The body-swap between child and adult is a beloved formula, and almost always played for laughs. From Big to Freaky Friday, the notion is wrung for humor (even if you do get something as deeply troubling as Big‘s 13-year-old boy losing his virginity to an adult woman). So when you first see Marcy become Wendy, there’s that jovial sense to it. Firstly, she’s not going to die as a just-turned-12-year-old any more, and that’s wonderful, but also you’ve got an adult actor acting like a kid. At one point she grabs her boobs and declares how weird they are, how they move around while she’s running. The program is very clearly playing with those body-swap tropes, telling us how jolly this all is. After a bunch of the kids have been put into the adult synth bodies, there’s a wonderful scene in which they’re all sitting around chatting in a common area, a room of adult actors moving and talking like children. Jonathan Ajayi especially shines at this, his leg movements incredibly familiar for anyone with a kid with ADHD, but it’s all delivered without pantomime. It feels wrong, because body-swaps always feel wrong, but we’re being told how right it is throughout.

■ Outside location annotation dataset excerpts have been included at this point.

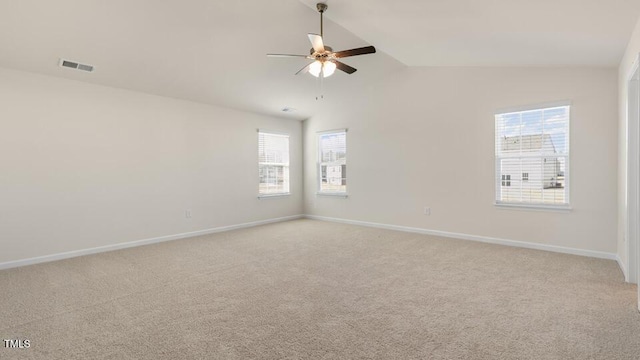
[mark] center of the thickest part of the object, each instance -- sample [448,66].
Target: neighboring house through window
[332,162]
[273,163]
[532,156]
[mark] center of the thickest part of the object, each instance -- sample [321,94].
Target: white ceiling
[213,51]
[492,32]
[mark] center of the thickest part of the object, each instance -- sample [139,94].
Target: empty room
[295,179]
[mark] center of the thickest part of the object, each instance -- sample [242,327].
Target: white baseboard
[75,253]
[484,239]
[623,268]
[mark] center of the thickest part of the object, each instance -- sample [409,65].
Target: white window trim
[337,194]
[537,206]
[267,196]
[280,194]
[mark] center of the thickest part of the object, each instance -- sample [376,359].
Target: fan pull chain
[321,81]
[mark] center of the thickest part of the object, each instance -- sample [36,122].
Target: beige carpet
[317,290]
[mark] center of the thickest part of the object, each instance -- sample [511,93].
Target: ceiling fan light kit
[325,60]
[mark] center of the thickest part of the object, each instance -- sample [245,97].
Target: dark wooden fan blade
[304,70]
[344,67]
[354,52]
[286,55]
[316,42]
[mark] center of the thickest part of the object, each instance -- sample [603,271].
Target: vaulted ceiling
[214,51]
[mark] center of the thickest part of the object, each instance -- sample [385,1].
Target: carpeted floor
[318,290]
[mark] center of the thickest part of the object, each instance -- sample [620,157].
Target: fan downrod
[322,7]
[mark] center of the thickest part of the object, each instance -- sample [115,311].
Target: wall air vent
[76,65]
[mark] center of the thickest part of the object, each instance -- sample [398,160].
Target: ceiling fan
[325,61]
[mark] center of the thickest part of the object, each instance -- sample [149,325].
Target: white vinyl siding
[273,163]
[532,157]
[332,162]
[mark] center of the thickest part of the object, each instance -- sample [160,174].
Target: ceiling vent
[76,65]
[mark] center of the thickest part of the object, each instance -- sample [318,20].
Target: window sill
[534,207]
[342,195]
[267,196]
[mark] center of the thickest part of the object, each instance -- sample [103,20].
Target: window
[273,163]
[332,162]
[534,143]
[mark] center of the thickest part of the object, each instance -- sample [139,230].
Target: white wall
[84,166]
[435,127]
[631,55]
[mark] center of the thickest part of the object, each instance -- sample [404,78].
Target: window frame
[285,165]
[319,163]
[566,206]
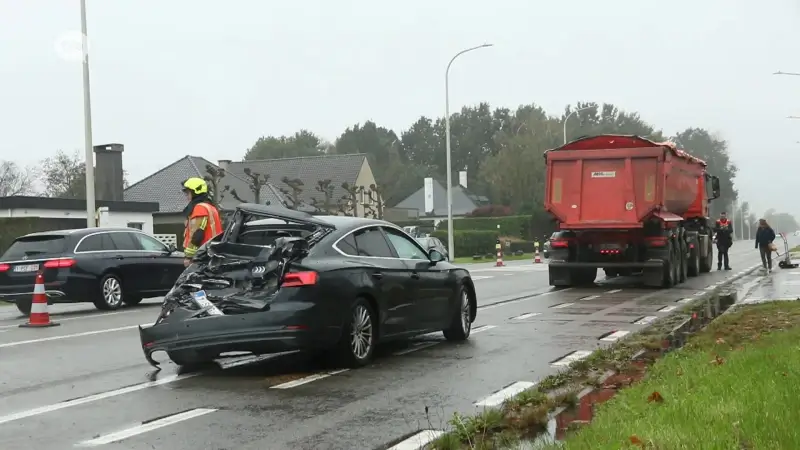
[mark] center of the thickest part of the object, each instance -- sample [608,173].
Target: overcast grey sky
[178,77]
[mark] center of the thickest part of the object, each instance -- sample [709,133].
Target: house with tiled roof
[293,182]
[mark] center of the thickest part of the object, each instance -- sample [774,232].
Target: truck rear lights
[59,263]
[297,279]
[657,241]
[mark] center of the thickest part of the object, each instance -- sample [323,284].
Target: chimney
[462,178]
[108,182]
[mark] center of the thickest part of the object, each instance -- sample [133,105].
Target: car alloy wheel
[361,333]
[466,323]
[112,292]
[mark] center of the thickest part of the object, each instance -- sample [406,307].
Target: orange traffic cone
[39,316]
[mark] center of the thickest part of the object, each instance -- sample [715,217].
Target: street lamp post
[87,122]
[570,115]
[450,243]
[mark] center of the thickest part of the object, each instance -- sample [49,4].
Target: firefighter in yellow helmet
[202,217]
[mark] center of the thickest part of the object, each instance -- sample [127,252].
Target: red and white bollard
[499,248]
[536,258]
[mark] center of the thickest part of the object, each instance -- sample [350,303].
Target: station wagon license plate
[202,301]
[26,268]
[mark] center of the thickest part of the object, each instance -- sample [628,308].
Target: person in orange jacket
[202,218]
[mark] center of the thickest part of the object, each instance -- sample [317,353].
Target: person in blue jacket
[764,237]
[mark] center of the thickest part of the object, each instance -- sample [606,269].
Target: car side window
[370,242]
[96,243]
[125,241]
[149,244]
[348,245]
[405,248]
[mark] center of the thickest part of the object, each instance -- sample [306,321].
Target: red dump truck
[628,205]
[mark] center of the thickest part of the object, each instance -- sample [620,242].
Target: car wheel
[461,323]
[357,344]
[24,306]
[130,300]
[110,295]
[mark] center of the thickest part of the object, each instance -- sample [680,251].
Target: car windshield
[33,246]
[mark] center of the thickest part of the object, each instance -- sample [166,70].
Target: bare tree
[14,180]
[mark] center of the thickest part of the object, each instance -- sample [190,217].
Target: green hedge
[468,243]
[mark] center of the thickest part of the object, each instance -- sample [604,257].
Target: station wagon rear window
[33,246]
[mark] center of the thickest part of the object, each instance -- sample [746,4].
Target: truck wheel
[670,269]
[693,264]
[684,272]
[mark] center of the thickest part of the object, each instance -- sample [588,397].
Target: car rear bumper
[261,333]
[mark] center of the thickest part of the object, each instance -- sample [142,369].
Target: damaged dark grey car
[280,280]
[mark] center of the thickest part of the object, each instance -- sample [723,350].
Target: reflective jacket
[203,224]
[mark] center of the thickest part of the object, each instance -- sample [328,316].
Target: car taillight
[59,263]
[297,279]
[657,241]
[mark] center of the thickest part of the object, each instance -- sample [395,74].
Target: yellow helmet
[195,185]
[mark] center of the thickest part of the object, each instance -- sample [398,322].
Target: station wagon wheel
[110,296]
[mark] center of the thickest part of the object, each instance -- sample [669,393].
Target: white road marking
[145,427]
[571,358]
[414,347]
[66,336]
[533,297]
[563,305]
[504,394]
[615,336]
[418,441]
[308,379]
[56,317]
[526,316]
[482,328]
[646,320]
[92,398]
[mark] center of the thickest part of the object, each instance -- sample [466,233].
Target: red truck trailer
[628,205]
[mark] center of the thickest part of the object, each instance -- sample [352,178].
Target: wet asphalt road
[85,383]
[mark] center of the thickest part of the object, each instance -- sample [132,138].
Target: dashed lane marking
[562,305]
[418,441]
[145,427]
[504,394]
[308,379]
[525,316]
[615,336]
[92,398]
[571,358]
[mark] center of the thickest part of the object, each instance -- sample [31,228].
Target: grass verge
[526,415]
[733,386]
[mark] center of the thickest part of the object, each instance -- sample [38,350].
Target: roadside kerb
[586,383]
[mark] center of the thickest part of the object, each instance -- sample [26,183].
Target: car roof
[79,232]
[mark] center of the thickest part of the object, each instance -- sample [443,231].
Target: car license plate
[202,301]
[26,268]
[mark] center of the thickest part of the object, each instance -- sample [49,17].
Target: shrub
[470,242]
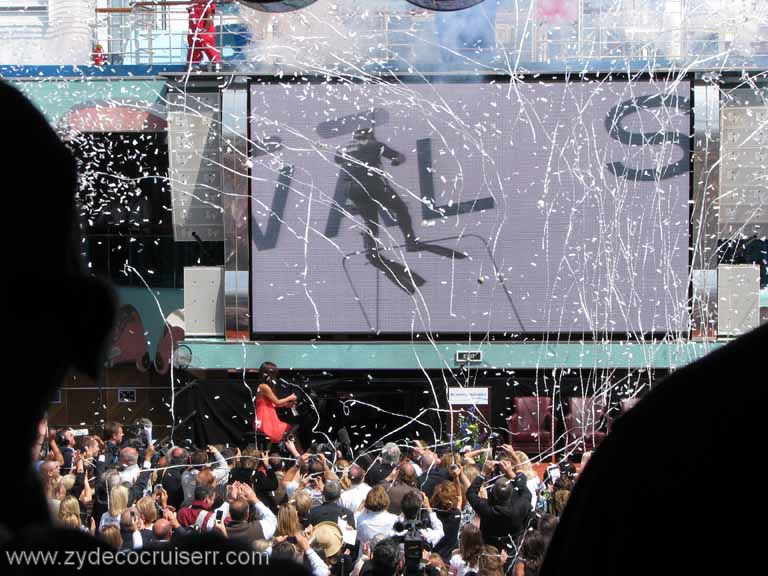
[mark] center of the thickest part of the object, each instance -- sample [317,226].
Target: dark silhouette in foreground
[671,488]
[60,319]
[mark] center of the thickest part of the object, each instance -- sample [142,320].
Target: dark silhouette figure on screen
[60,320]
[369,190]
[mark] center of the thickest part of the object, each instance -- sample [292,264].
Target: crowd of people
[484,511]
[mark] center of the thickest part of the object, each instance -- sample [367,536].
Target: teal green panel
[55,97]
[208,354]
[153,307]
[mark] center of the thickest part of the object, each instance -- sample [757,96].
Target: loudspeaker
[738,299]
[194,165]
[204,301]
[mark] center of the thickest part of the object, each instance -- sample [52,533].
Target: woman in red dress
[266,403]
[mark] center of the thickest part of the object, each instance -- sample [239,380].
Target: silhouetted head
[50,287]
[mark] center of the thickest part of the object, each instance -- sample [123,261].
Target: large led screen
[544,206]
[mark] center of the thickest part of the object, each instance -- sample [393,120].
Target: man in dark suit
[329,510]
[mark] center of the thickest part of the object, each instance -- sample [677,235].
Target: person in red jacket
[199,515]
[201,36]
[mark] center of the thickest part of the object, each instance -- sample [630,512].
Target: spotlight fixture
[276,6]
[445,5]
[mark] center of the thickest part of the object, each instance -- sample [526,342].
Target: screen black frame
[485,337]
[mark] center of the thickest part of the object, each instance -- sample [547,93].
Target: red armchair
[585,423]
[624,406]
[530,426]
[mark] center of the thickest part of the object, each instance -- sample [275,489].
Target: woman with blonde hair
[491,562]
[147,510]
[532,478]
[70,521]
[374,519]
[111,535]
[303,503]
[287,520]
[69,505]
[465,559]
[118,503]
[342,471]
[445,502]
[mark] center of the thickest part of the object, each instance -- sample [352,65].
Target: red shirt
[201,17]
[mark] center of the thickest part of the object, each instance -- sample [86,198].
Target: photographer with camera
[504,513]
[404,480]
[410,520]
[388,459]
[65,440]
[358,489]
[330,510]
[113,436]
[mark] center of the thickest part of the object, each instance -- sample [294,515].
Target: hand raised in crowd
[161,495]
[218,526]
[77,463]
[507,468]
[42,428]
[170,514]
[245,491]
[302,539]
[136,522]
[425,502]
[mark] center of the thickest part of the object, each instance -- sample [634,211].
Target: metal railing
[156,33]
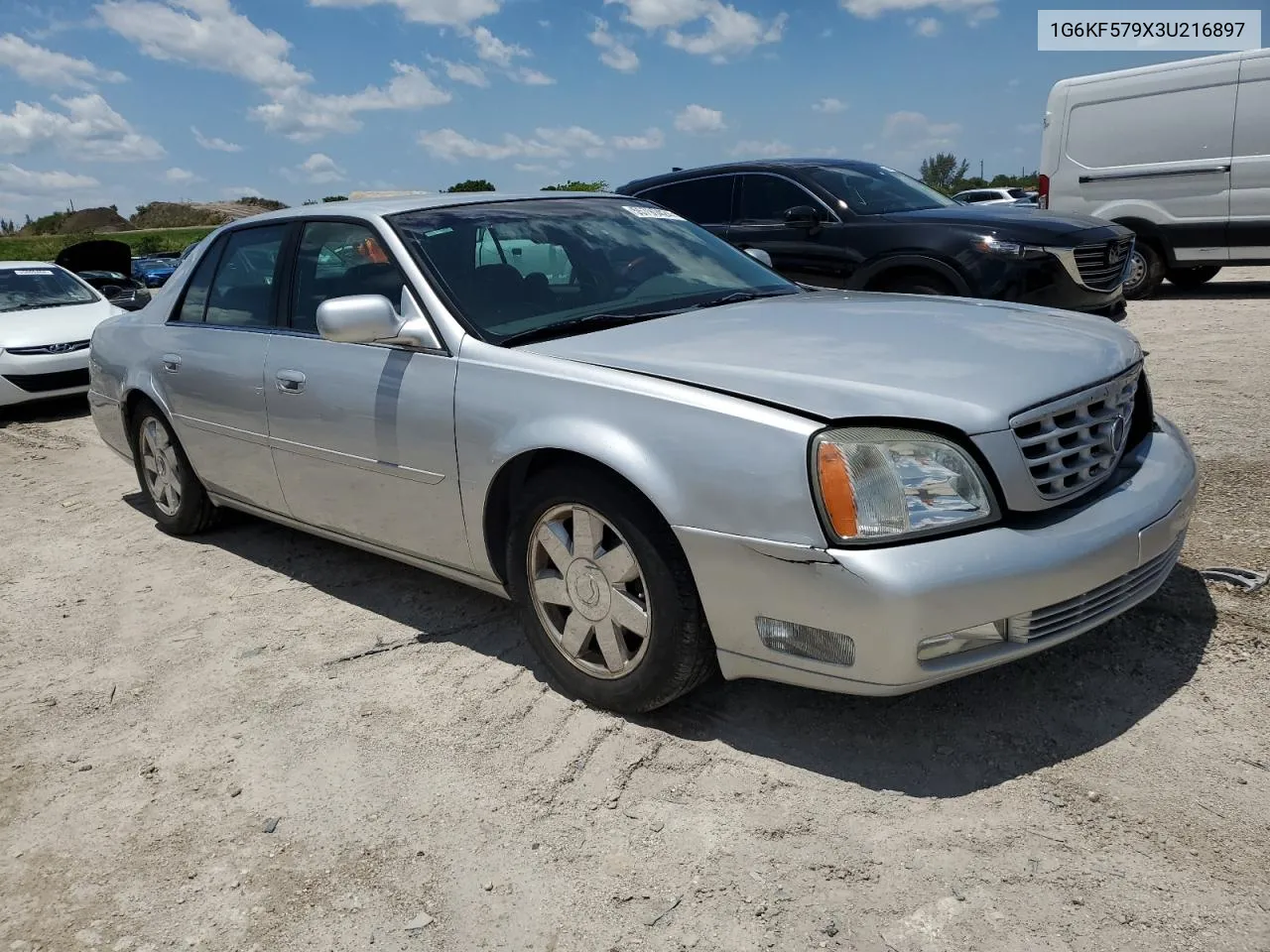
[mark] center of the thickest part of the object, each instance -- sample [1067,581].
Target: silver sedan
[672,458]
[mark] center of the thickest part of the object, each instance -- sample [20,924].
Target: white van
[1180,153]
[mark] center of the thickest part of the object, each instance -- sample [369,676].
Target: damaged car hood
[966,363]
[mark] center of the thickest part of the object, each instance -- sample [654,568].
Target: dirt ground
[163,702]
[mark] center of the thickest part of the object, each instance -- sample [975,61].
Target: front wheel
[178,499]
[604,592]
[1191,278]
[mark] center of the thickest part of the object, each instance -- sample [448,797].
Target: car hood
[1025,223]
[966,363]
[53,325]
[96,255]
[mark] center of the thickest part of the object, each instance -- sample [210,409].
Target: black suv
[837,223]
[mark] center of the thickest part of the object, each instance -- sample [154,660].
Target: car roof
[395,204]
[747,166]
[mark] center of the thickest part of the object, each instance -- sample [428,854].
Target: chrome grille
[49,349]
[1074,443]
[1102,267]
[1092,608]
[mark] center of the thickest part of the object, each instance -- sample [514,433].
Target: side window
[194,303]
[241,294]
[339,259]
[766,198]
[701,200]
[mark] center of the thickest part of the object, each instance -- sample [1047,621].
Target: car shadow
[51,411]
[1215,291]
[944,742]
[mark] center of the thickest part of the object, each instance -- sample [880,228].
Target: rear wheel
[178,499]
[604,592]
[1146,272]
[1189,278]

But it’s so wrong! This isn’t being done with families around them, or friends from their previous lives, and they certainly don’t have appropriate adult supervision or counselling. They’re experiments, their former terminal diagnoses and separation from their families clearly designed to make them disposable should something go wrong. Wendy’s compulsion to find her older brother once more seems to test the adults, unsure whether to prevent it for the project’s secrecy, but ultimately driven to let it play out purely for the test results. It’s grotesquely mercenary, and the second episode switches to endlessly reminding us of this, as we see these adult shells acting like utterly terrified kids in the face of alien danger.

Almost everything is shot perfectly. In fact, Alien: Earth feels like the final obliteration of any difference between film and television, its massive-budget movie quality and ultra-widescreen format giving it the sense of being cinematic at all times. The only sop to traditional television at any point is a peculiar flashback to Marcy’s childhood, which sticks out like a sore thumb among the rest of the format. It would be incredible to be able to go watch these weekly episodes on the big screen, and god knows, movie theaters could use the custom.
What’s also so exciting is to think where this program could be going next. The claustrophobic events in the ruined ship and destroyed apartments make up most of the second episode, but clearly this is soon to head outside. There’s surely no chance of containing this incident, and it’s going to be extraordinary to see how the corporations address the outbreak. The other aspect to think about is the words from the first episode’s opening text.
In the future, the race for immortality will come in 3 guises:
Cybernetically enhanced humans: Cyborgs
Artificially intelligent beings: Synths
and
Synthetic beings downloaded with human consciousness: Hybrids
While the program has already featured all three, and we see the terrifying capabilities of Weyland-Yutani cyborg Morrow (Babou Ceesay), there’s yet to be any sense of how the various corporations are looking to ensure their creations become the dominant force. It’s surely to come.
In Alien: Earth, Hawley et al have done something that seemed so impossible for the last 40 years–combine the terror of Alien and the thrill of Aliens, while keeping humans as the focus of the story. Not even Ridley Scott could come close in his two glum prequels. But in FX’s TV show, it’s all there, with an amazing eight more hours of it to come.